Shares in IG Group Holdings Plc (LSE:IGG), the online trading platform, jumped 8.4% to 1,708p after the company materially upgraded both near-term and medium-term guidance on the back of a first quarter that saw trading revenues grow 25% year on year.
Organic revenues rose 19% in the period, with first trades up 63% and active customers growing 12%, reflecting what Panmure Liberum described as ongoing improvements in marketing efficiency.
Customer income retention in the over-the-counter business remained strong in the mid-80s percent range, supporting earnings quality, while assets under administration across IG’s platforms grew 20% organically to £19.3 billion.
Momentum has continued into the second quarter, with assets climbing further to £20.7 billion by 30 April.
Freetrade, the retail investment platform acquired by IG, saw assets reach £3.6 billion at quarter-end, up 54% year on year, though revenue dipped as customers rotated into UK assets, funds, and cash amid macroeconomic uncertainty, reducing foreign exchange fee income.
The company raised full-year organic revenue guidance to 10% to 15% growth, up from a previous steer of high single digits, with net interest income now expected at £110 million to £120 million and EBITDA margins in the mid-40s per cent range.
More significantly, management upgraded its medium-term outlook, guiding for organic revenue growth of at least 10% per annum beyond 2026 while maintaining those margins, citing structural gains in marketing efficiency, multi-product adoption and retention.
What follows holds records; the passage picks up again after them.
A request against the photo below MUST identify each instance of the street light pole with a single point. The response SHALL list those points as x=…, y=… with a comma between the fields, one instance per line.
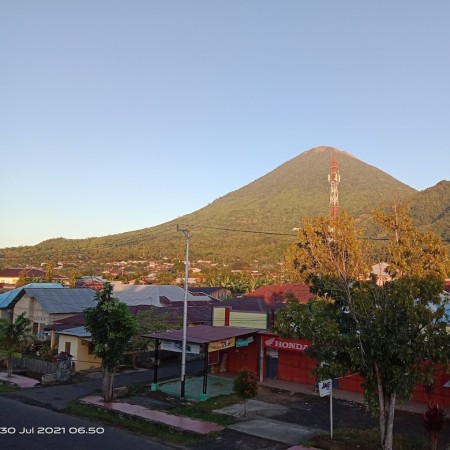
x=187, y=235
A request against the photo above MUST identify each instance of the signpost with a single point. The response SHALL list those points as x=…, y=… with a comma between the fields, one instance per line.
x=326, y=388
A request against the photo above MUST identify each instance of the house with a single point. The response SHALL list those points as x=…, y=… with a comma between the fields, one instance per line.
x=44, y=305
x=245, y=312
x=8, y=297
x=156, y=295
x=77, y=342
x=218, y=292
x=95, y=283
x=275, y=293
x=12, y=276
x=380, y=271
x=258, y=308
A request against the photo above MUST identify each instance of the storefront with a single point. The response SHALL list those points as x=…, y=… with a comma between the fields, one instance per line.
x=285, y=359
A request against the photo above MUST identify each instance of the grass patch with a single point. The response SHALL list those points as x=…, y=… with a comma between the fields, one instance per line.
x=151, y=429
x=205, y=410
x=137, y=388
x=354, y=439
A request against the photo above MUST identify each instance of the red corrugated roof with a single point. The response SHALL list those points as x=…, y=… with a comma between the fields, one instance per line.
x=277, y=292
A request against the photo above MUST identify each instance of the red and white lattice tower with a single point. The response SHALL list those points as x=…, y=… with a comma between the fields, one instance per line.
x=334, y=178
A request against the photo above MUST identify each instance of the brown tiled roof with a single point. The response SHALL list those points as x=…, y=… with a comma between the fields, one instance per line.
x=15, y=272
x=447, y=285
x=277, y=292
x=203, y=334
x=251, y=304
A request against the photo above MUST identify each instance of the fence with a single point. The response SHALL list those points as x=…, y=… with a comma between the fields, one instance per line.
x=34, y=365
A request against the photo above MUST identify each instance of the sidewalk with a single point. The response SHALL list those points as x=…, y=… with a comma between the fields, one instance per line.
x=178, y=422
x=18, y=380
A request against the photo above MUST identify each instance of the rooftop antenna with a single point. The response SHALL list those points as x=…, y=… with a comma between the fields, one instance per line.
x=334, y=178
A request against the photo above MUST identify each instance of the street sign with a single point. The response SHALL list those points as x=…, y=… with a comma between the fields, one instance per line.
x=325, y=388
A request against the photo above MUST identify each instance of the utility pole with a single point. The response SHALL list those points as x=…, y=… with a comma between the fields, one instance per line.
x=187, y=235
x=334, y=178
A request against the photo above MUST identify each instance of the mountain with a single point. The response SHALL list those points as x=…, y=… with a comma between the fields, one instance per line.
x=256, y=222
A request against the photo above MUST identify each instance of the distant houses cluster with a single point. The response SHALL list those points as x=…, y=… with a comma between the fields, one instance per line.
x=228, y=333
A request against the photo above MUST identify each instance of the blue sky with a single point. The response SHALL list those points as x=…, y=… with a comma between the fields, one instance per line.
x=121, y=115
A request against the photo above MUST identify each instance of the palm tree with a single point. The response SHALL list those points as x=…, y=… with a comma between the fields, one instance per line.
x=12, y=338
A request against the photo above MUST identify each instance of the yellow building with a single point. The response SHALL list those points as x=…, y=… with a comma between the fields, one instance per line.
x=77, y=342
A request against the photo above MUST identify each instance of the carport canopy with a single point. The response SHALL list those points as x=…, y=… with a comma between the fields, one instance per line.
x=212, y=338
x=203, y=334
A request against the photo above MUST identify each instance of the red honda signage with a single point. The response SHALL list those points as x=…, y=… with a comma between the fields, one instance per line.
x=294, y=345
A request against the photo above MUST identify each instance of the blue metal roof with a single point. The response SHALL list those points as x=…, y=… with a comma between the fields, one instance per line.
x=8, y=297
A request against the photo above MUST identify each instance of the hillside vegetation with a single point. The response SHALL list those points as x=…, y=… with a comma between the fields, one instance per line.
x=275, y=203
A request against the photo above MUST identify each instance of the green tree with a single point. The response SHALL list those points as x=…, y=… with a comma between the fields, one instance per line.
x=13, y=337
x=391, y=334
x=112, y=327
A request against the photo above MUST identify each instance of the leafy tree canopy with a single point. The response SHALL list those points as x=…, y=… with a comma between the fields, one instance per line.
x=390, y=333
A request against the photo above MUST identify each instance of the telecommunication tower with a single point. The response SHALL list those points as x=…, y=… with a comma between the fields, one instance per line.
x=334, y=178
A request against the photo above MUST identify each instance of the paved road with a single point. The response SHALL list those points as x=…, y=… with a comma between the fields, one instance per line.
x=59, y=396
x=26, y=426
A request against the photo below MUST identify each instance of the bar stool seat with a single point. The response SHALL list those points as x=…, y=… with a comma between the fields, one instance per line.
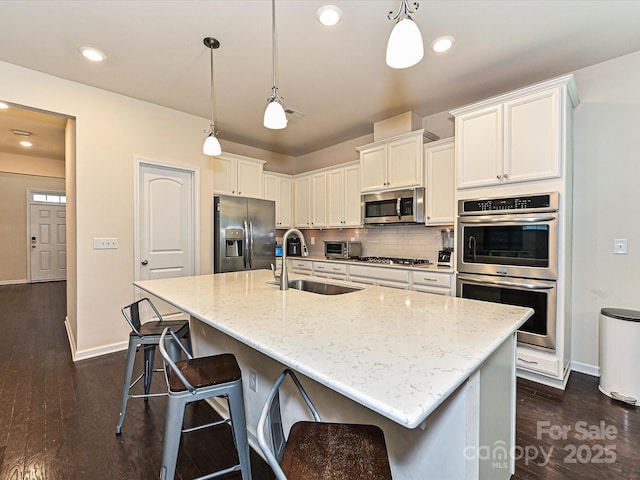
x=144, y=337
x=316, y=450
x=194, y=379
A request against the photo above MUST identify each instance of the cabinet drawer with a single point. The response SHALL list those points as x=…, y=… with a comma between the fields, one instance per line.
x=330, y=268
x=535, y=363
x=380, y=273
x=299, y=265
x=432, y=279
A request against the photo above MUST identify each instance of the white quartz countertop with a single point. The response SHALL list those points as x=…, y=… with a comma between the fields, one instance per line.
x=397, y=352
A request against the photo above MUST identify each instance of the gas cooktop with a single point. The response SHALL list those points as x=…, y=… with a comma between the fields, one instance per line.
x=395, y=261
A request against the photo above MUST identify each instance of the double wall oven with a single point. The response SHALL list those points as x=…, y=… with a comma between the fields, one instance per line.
x=507, y=252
IG also launched an institutional white-label offering in May, onboarding its first partner, and announced a new £125 million buyback programme.
Panmure Liberum, which rates the stock a ‘buy’ with a 1,530p target price, acknowledged that much of the operational momentum is reflected in a share price that has risen 47% in six months, but said a combination of upgraded guidance, accelerating customer growth and a strategic review due in the autumn provided multiple catalysts to support further re-rating.